Do pharma HCP portals still matter in a world of AI overviews?

AuthorTeodora Corbu

CategoryPharma Innovation

Executive summary

In a world where AI overviews answer the question before an HCP ever reaches your website, the visitors who do click through are not a diminished audience. They are a self-selected one. They came because the AI answer wasn't enough. That is not a problem to solve. That is an opportunity most pharma organizations are not yet equipped to capture.

Executive summary

Pharma HCP portals are being filtered. AI overviews intercept an increasing share of healthcare professionals' searches. The visitors who still click through to the portal are fewer, but meaningfully more qualified.

The volume loss is real. The value loss is not.

This article examines what the zero-click era actually means for the HCP digital customer journey. Where is the real drop-off is happening? What can pharma leaders do to reassign a portal experience built for the HCP who arrives in 2026?

Key findings

  • According to Ahrefs, click-through rates from search have dropped by up to 58% since 2025

  • HCPs who arrive via AI-cited links tend to be more purposeful

  • Content relevance and login friction are the friction points pharma digital leaders most consistently identify as priorities for improvement

  • Pharma HCP portals face a structural disadvantage in LLM training data due to gating and perceived neutrality concerns

  • The portal's role is shifting from traffic destination to source of truth

What does the zero-click era actually means for pharma HCP portals?

For most of the last decade, pharma digital teams measured portal success in sessions and pageviews. Traffic was the proxy for relevance. The more HCPs arrived, the better the strategy was assumed to be working.

That model is breaking down because the search behavior that fed them has fundamentally changed.

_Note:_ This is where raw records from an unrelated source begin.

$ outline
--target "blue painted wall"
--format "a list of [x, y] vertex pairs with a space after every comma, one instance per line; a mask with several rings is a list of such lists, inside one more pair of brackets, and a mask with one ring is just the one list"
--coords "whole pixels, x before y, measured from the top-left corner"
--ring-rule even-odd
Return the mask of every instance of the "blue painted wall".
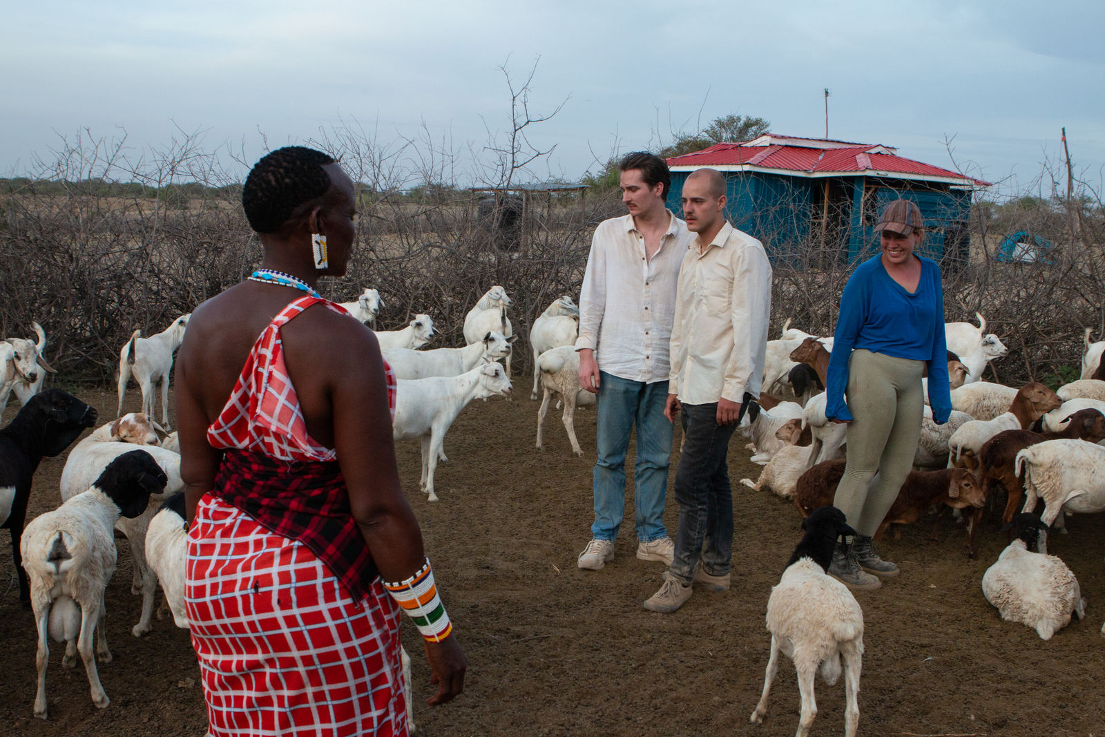
[[[667, 207], [680, 217], [687, 175], [672, 172], [667, 194]], [[728, 197], [725, 214], [729, 222], [764, 241], [772, 264], [797, 265], [811, 238], [817, 235], [810, 229], [814, 217], [820, 215], [825, 179], [757, 171], [725, 172], [725, 178]], [[947, 235], [966, 239], [966, 223], [970, 219], [968, 190], [930, 189], [924, 182], [867, 177], [839, 177], [829, 182], [831, 207], [839, 211], [842, 204], [851, 204], [851, 212], [845, 212], [846, 222], [841, 223], [844, 245], [840, 260], [849, 264], [869, 257], [878, 249], [874, 233], [878, 214], [888, 202], [899, 198], [916, 202], [925, 218], [928, 234], [919, 249], [924, 255], [940, 259]], [[965, 249], [965, 241], [960, 248]], [[965, 252], [962, 255], [966, 257]]]

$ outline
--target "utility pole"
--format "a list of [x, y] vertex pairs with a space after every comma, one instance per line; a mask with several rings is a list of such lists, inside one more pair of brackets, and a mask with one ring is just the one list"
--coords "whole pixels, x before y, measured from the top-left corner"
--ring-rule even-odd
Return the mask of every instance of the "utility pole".
[[829, 87], [825, 87], [825, 138], [829, 137]]

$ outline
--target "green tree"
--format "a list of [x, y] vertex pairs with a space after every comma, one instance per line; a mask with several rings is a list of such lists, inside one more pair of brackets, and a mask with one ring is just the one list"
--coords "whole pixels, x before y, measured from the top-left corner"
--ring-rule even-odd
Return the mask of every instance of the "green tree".
[[714, 120], [698, 133], [675, 134], [675, 140], [660, 151], [665, 158], [701, 151], [714, 144], [739, 144], [767, 133], [770, 124], [760, 117], [726, 115]]

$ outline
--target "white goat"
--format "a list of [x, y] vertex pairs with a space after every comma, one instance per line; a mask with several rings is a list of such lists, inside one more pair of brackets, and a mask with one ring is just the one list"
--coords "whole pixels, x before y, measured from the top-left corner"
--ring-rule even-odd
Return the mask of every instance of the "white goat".
[[38, 323], [31, 323], [31, 327], [34, 328], [34, 334], [38, 336], [38, 340], [24, 340], [21, 338], [9, 338], [9, 343], [15, 348], [17, 354], [29, 355], [33, 351], [34, 361], [44, 371], [35, 371], [36, 376], [33, 381], [24, 382], [17, 380], [12, 386], [12, 390], [15, 392], [15, 398], [19, 399], [20, 407], [27, 404], [31, 397], [42, 391], [42, 382], [46, 379], [46, 373], [54, 373], [54, 369], [46, 364], [46, 359], [42, 357], [42, 350], [46, 347], [46, 333], [42, 329], [42, 326]]
[[986, 365], [1009, 352], [1004, 344], [992, 333], [986, 331], [986, 318], [975, 313], [978, 327], [970, 323], [945, 323], [944, 335], [948, 350], [959, 356], [967, 367], [967, 383], [982, 378]]
[[1090, 334], [1093, 331], [1092, 327], [1087, 327], [1085, 335], [1082, 336], [1082, 343], [1086, 347], [1086, 351], [1082, 354], [1082, 376], [1078, 377], [1080, 379], [1094, 378], [1094, 373], [1102, 362], [1102, 352], [1105, 352], [1105, 340], [1090, 343]]
[[783, 445], [760, 471], [755, 484], [751, 478], [741, 478], [740, 483], [757, 492], [766, 486], [785, 499], [789, 499], [794, 496], [798, 477], [806, 472], [809, 460], [809, 445]]
[[375, 328], [376, 316], [380, 314], [380, 307], [383, 306], [383, 299], [380, 299], [379, 292], [366, 286], [365, 291], [360, 293], [356, 301], [341, 302], [339, 304], [341, 307], [345, 307], [347, 313], [356, 317], [358, 320]]
[[156, 396], [154, 387], [161, 383], [161, 424], [169, 427], [169, 376], [172, 373], [172, 354], [185, 339], [185, 328], [191, 314], [181, 315], [172, 320], [172, 325], [157, 335], [148, 338], [139, 337], [141, 330], [135, 330], [130, 339], [119, 351], [119, 408], [116, 417], [123, 414], [123, 397], [127, 391], [127, 381], [133, 373], [135, 381], [141, 388], [141, 411], [150, 418], [154, 415]]
[[[91, 480], [96, 478], [112, 461], [134, 449], [130, 443], [118, 442], [128, 434], [124, 430], [120, 435], [118, 428], [126, 428], [127, 423], [124, 421], [131, 417], [141, 415], [124, 415], [116, 422], [98, 428], [73, 448], [69, 457], [65, 459], [65, 467], [62, 468], [61, 494], [63, 502], [87, 488], [92, 483]], [[113, 430], [113, 428], [115, 429]], [[141, 431], [134, 431], [135, 439], [140, 433]], [[154, 614], [154, 599], [157, 593], [157, 575], [146, 561], [146, 531], [149, 528], [150, 519], [157, 513], [158, 504], [164, 502], [167, 495], [175, 494], [185, 487], [185, 482], [180, 478], [180, 455], [156, 444], [150, 444], [148, 434], [146, 438], [147, 444], [144, 444], [141, 450], [151, 455], [167, 474], [165, 496], [155, 496], [156, 503], [150, 504], [148, 509], [137, 516], [119, 519], [116, 524], [116, 528], [130, 541], [130, 555], [134, 558], [130, 592], [140, 593], [143, 598], [141, 615], [131, 630], [131, 634], [136, 638], [152, 629], [150, 618]], [[156, 442], [156, 435], [154, 438]]]
[[1039, 381], [1030, 381], [1017, 390], [1009, 411], [992, 420], [971, 420], [962, 423], [948, 439], [948, 467], [961, 466], [964, 455], [978, 457], [986, 441], [1003, 430], [1028, 430], [1044, 412], [1062, 402], [1055, 392]]
[[511, 379], [503, 366], [495, 362], [483, 364], [455, 377], [399, 380], [391, 435], [396, 440], [422, 440], [419, 487], [425, 492], [427, 501], [438, 501], [433, 492], [433, 473], [438, 468], [439, 456], [443, 459], [441, 446], [453, 420], [473, 399], [495, 394], [511, 394]]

AI overviews, now embedded across Google, ChatGPT, Perplexity, and an expanding range of clinical decision tools, are answering a growing share of the questions HCPs previously had to visit a website to resolve.

Treatment protocols, dosing guidance, mechanism-of-action summaries, and drug interaction checks. The content that once drove meaningful portal traffic is increasingly being surfaced, synthesized, and delivered before a single click occurs.

How AI overviews are intercepting the HCP digital customer journey

The classic HCP digital customer journey assumed a linear path. A healthcare professional encounters a clinical question, searches for information, finds a relevant result, clicks through, and engages with portal content. Each step was an opportunity to inform, to build familiarity, to prompt action.

AI overviews have collapsed the middle of that journey. The search, the result, and a version of the answer now happen in a single moment, before any portal is involved. What remains is a more compressed, higher-stakes interaction. An HCP who has already received a synthesized answer, and is now deciding whether it is sufficient or whether something is missing.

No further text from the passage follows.